Acute aortic dissection (AAD) can be rapidly fatal with out early diagnosis and appropriate medical, surgical, or endovascular treatment. In fact, the mortality rate of aortic dissection approaches 1% per hour during the first 48 h [9]. If unrecognized and untreated, aortic dissection results in a 90% mortality with in the first 3 months, usually due to acute aortic insufficiency, major branch vessel occlusion, or rupture into the pericardium, mediastinum, or left hemithorax [10].
Computerized tomography, TEE, and MRI are the most commonly used modalities to diagnose AAD. The detection of an aortic dissection by CT has a sensitivity from 93 to 100% and a specificity of 87–100% with the primary diagnostic criterion being the detection of an intimal flap separating two contrast-filled lumens [10]. However, CT examination for AAD requires contrast, transportation from a monitored environment, and patient cooperation for an adequate examination.
Angiography is the most widely used modality and is preferred by surgeons prior to repair. Angiography can demonstrate the extent of the dissection, differentiate the true and false lumen, identify the entry and re-entry sites by detecting intimal tears, demonstrate the anatomy of the major arterial branches, and determining aortic regurgitation. However, angiography is an invasive procedure which is associated with morbidity, mortality, requires time for setup and performance which can be difficult in critically ill patients, and when the false lumen is totally thrombosed, the diagnosis may be obscured [11].
Magnetic resonance imaging and TEE offer modestly improved sensitivities for the detection of AAD, i.e. 95–100 and 95–98%, respectively [1]. However, these modalities are difficult to perform on the patient with AAD due to the immense pain associated with this condition. Additionally, more than one-third of patients with AAD will demonstrate signs and symptoms secondary to organ system involvement. These secondary manifestations may include acute aortic regurgitation with resultant cardiac decompensation and shock, cerebral ischemia or stroke with resultant alteration in mental status, spinal cord involvement with resultant infarction and para or quadriplegia making MRI or TEE impossible to perform emergently. To complicate matters further, these diagnostic modalities are difficult to obtain in most centers 24 h a day [1].

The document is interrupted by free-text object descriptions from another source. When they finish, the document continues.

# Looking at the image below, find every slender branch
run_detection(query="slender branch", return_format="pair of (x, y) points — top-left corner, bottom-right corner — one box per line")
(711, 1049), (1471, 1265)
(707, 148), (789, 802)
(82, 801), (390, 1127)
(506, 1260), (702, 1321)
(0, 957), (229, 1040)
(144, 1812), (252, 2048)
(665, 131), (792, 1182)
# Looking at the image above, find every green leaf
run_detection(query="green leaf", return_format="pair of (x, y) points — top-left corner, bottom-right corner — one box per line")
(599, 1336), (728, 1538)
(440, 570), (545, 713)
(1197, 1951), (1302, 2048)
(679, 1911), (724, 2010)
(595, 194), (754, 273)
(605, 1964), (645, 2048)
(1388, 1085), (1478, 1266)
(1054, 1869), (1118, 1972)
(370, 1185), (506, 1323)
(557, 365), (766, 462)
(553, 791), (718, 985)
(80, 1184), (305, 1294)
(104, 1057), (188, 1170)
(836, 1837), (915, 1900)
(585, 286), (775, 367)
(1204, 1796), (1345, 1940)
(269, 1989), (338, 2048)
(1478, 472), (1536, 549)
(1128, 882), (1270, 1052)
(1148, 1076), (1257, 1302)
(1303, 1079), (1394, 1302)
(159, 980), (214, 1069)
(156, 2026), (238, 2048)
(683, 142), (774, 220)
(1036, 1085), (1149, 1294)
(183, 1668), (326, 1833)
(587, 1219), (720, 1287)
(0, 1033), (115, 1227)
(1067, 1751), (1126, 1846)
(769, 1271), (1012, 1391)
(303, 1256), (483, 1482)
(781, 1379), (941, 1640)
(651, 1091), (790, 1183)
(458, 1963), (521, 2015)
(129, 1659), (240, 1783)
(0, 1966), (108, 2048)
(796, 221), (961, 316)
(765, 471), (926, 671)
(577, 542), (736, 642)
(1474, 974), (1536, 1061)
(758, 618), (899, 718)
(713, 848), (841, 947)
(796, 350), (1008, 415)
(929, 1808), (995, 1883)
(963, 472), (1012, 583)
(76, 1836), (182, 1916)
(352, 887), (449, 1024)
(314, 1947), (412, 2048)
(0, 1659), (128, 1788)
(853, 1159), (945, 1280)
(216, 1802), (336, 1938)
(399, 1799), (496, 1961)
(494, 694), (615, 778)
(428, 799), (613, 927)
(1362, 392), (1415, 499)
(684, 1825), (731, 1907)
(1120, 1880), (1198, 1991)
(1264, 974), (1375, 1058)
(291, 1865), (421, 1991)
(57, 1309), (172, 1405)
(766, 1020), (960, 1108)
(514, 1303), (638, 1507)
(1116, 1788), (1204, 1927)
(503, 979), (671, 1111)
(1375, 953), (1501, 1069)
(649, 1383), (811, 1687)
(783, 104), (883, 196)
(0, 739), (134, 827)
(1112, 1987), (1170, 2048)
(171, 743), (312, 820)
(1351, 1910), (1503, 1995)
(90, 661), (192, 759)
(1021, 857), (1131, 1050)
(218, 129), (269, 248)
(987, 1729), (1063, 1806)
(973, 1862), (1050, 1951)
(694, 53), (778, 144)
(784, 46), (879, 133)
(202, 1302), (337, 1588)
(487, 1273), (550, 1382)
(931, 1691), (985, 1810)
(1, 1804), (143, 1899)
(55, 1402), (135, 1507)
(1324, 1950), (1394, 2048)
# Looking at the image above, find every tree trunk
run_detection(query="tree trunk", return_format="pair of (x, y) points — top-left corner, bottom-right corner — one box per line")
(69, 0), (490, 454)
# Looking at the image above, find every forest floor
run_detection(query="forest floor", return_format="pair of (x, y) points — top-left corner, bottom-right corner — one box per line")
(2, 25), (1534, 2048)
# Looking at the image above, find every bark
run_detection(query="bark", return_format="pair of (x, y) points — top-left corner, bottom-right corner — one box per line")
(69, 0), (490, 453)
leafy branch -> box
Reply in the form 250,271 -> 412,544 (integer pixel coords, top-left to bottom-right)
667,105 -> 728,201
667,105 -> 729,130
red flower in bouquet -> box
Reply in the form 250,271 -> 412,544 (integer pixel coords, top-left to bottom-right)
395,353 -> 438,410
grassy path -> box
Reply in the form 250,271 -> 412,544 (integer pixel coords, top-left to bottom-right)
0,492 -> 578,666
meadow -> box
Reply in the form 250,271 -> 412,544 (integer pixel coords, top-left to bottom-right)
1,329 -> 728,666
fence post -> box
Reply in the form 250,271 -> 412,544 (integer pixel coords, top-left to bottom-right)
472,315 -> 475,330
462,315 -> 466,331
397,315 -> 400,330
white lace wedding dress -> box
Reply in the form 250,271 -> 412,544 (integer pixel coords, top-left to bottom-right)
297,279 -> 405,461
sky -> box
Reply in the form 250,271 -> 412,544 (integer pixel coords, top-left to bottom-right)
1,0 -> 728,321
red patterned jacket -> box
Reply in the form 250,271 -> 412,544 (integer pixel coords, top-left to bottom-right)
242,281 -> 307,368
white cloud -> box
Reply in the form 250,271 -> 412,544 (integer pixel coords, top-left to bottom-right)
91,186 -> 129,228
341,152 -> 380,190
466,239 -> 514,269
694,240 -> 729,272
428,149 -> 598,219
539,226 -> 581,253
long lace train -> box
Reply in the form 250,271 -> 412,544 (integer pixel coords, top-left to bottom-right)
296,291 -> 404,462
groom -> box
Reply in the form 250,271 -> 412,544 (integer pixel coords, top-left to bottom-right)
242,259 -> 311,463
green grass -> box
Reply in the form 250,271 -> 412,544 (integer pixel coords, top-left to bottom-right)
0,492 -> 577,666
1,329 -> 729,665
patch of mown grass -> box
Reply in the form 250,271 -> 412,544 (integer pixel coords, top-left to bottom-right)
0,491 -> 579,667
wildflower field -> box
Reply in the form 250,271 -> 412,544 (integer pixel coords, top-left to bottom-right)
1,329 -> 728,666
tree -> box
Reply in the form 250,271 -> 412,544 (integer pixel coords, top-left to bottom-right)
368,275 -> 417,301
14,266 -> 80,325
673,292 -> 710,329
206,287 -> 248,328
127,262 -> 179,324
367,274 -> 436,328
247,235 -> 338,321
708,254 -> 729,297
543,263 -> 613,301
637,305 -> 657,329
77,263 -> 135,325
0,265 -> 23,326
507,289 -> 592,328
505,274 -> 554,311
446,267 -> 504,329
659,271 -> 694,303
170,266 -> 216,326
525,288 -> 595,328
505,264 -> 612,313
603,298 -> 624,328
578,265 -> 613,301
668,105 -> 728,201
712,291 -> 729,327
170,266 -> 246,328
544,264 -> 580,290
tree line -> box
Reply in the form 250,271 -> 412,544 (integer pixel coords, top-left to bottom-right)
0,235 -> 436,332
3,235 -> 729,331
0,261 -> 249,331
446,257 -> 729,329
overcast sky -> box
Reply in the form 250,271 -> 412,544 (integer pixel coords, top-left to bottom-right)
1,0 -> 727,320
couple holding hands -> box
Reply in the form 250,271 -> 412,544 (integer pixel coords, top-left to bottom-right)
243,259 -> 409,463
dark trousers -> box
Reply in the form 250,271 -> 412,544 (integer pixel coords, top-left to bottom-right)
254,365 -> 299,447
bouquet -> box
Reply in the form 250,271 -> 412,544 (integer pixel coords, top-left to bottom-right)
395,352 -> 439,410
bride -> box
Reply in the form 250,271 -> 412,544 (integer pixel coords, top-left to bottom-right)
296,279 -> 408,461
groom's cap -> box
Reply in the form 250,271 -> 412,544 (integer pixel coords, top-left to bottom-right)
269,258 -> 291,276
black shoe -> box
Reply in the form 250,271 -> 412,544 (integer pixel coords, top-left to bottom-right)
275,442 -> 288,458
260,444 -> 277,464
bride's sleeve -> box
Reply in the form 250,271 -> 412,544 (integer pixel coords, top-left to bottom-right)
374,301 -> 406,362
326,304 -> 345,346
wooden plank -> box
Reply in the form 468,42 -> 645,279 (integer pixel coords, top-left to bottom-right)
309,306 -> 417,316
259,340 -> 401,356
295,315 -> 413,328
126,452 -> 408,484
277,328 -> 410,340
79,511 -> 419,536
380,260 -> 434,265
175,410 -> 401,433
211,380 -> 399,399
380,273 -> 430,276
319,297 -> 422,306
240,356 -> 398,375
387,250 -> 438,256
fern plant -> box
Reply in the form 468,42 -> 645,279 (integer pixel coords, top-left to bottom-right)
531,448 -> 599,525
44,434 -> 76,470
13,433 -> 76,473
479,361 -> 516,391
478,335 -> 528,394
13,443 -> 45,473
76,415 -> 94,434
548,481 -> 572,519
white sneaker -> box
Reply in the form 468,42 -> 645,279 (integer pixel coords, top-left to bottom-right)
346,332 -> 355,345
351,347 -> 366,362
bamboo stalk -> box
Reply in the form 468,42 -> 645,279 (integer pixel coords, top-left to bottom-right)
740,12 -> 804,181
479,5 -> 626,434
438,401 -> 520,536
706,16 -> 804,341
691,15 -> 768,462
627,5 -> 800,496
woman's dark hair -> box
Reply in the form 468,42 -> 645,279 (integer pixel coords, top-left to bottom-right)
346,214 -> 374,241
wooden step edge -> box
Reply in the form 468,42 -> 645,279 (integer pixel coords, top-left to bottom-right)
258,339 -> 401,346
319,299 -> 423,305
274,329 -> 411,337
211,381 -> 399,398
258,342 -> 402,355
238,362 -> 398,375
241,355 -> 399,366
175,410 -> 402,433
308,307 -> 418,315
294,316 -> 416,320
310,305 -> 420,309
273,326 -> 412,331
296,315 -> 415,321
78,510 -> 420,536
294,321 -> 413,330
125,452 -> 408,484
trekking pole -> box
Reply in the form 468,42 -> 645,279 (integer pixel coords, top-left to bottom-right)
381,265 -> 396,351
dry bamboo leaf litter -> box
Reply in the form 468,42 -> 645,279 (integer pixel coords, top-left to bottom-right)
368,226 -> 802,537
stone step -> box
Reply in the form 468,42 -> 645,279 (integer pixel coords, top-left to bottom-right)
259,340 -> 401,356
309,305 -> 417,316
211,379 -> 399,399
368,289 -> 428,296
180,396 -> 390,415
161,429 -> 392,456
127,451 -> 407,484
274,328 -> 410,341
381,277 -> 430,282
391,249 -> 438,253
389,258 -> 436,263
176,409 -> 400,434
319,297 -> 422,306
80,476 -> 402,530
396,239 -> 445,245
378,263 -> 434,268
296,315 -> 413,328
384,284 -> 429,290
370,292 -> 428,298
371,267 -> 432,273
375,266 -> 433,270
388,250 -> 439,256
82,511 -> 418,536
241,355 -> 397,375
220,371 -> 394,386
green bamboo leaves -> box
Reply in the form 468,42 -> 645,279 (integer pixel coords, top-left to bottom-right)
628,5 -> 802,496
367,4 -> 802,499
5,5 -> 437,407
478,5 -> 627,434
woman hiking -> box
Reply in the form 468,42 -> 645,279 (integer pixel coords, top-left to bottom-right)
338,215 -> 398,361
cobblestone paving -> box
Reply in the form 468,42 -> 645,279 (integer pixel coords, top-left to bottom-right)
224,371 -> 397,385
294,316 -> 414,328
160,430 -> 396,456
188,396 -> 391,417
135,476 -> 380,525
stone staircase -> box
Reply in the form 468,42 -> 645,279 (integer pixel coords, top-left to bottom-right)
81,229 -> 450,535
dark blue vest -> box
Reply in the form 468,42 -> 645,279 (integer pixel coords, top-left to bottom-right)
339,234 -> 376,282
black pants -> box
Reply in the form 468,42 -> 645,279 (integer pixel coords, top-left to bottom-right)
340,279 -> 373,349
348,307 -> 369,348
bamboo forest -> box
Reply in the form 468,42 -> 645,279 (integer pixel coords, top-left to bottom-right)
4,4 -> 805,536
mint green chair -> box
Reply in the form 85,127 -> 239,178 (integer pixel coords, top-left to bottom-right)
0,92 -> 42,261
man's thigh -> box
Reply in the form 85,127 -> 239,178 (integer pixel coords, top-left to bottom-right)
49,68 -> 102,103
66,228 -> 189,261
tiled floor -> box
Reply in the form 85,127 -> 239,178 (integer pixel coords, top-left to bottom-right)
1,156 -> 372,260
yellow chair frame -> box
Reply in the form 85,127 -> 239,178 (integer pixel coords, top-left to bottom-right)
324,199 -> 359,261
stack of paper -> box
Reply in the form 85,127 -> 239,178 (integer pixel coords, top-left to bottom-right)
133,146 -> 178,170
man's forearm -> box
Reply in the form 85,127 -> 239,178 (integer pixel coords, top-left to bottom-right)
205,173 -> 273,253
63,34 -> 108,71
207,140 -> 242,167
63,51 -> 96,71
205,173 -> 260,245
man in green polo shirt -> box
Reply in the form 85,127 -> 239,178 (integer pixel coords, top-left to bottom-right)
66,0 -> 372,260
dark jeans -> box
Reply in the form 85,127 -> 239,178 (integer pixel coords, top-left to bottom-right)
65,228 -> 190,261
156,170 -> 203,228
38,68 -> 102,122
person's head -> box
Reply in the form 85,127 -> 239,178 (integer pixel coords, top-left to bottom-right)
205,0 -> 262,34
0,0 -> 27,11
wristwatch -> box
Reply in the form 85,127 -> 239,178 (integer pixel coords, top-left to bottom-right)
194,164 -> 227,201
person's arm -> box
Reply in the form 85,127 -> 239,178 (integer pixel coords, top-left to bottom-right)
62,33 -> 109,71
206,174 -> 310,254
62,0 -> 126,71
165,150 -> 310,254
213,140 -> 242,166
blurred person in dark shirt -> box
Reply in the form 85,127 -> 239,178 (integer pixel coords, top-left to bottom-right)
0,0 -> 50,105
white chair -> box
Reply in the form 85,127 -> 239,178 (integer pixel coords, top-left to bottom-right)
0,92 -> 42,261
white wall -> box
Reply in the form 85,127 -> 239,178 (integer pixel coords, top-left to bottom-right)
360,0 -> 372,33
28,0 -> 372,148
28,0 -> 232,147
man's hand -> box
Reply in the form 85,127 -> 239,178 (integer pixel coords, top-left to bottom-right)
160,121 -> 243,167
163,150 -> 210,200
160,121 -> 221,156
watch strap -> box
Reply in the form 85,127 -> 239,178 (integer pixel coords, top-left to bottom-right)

Transthoracic echocardiography has been used to diagnose AAD and is often the initial screening tool in unstable patients. In spite of the drastically lower sensitivity of TTE (35–80%) [5–8] as compared to that of CT, MRI, or TEE, TTE has the advantage of being able to exclude other differential diagnoses in critically ill patients. Often, TTE is being performed to rule in or out these other diagnoses such as myocardial infarction when a dissection is discovered. Therefore, the clinician must keep a high index of suspicion for AAD when performing ultrasound involving any of the vasculature such as looking for an intimal flap on an abdominal aorta exam or a dilated aortic root on a cardiac exam. As in this case, an abdominal aortic ultrasound using a curvilinear probe revealed the hallmark of AAD, an intimal flap. The discovered dissection was then traced origin of the aorta using a phased array probe utilizing both the standard TTE views and the suprasternal notch as a window to the superior portions of the aortic arch. With the use of multiple image planes including unusual imaging windows such as the right parasternal, left parasternal, and paraspinal, the thoracic aorta can be imaged in its entirety increasing the accuracy of TTE [6].